Erina hesitou por um instante, não porque tivesse vergonha, porque a pergunta a puxava de volta a memórias que nunca conseguia deixar totalmente enterradas.

Ainda assim, respondeu com firmeza: — Sim. É sim.  

— Os verdadeiros? — acrescentou Soren, de maneira quase tímida, como se estivesse ousando atravessar uma barreira invisível. — A linhagem do próprio Vitar?  

— “Vitar”? — repetiu Erina, curiosa.

— Vitar foi o criador dessa vertente. — Orgulhosa, Vaelis assumiu a explicação, com a voz carregada em tom didático que lhe era natural. — Tal qual Tesla, Froster e Ignar foram de seus elementos. Os nomes desses pioneiros se tornaram, ao mesmo tempo, títulos de respeito e uma forma de nos categorizar. Carregamos esses nomes para honrar suas criações, e também para que ninguém esqueça suas descobertas.  

— Então meu nome seria... Erina Vitar? — arriscou ela, como se experimentasse uma identidade estranha em sua própria boca.  

Vaelis riu levemente e balançou a cabeça.  

— Não, não. Apenas se tivesse se tornado parte da Academia.
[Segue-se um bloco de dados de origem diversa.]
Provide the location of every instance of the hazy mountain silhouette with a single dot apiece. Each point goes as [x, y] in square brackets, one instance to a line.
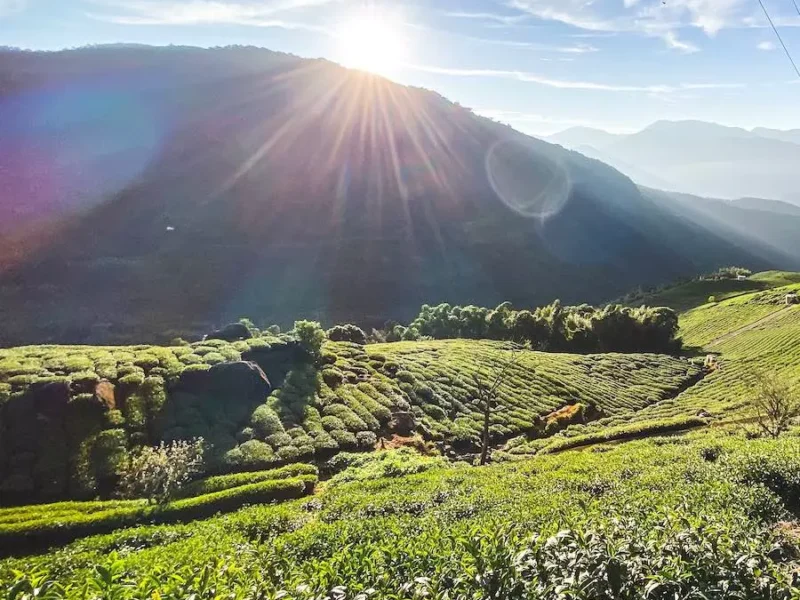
[701, 158]
[155, 191]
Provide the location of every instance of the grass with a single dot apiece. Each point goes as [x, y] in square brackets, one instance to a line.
[708, 322]
[56, 523]
[660, 518]
[341, 406]
[437, 377]
[692, 294]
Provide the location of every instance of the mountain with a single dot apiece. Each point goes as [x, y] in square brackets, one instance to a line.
[584, 136]
[701, 158]
[792, 135]
[153, 192]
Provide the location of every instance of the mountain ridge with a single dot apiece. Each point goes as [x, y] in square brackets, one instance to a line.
[307, 190]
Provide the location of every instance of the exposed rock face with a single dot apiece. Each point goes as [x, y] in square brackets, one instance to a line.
[276, 361]
[230, 333]
[104, 390]
[241, 379]
[403, 423]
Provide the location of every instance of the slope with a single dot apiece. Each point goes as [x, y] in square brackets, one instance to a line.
[69, 415]
[307, 189]
[701, 158]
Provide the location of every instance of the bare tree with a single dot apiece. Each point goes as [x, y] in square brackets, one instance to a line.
[488, 387]
[775, 404]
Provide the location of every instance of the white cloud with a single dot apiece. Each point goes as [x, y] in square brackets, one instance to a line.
[10, 7]
[671, 39]
[528, 77]
[580, 48]
[196, 12]
[487, 16]
[537, 121]
[654, 18]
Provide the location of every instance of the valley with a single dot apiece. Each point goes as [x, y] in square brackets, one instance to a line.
[361, 464]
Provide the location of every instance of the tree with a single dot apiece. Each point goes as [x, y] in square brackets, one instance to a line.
[488, 387]
[157, 473]
[775, 404]
[347, 333]
[311, 336]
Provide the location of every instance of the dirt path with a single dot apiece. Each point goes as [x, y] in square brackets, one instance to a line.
[753, 325]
O nome é um título que se conquista, não um fardo que se recebe.  

— E se sua família não tivesse partido... — murmurou Soren, quase como se não tivesse percebido que estava pensando em voz alta.  

Erina imediatamente ergueu o olhar.  

— “Partido”? O que houve? — perguntou, agora interessada de verdade.  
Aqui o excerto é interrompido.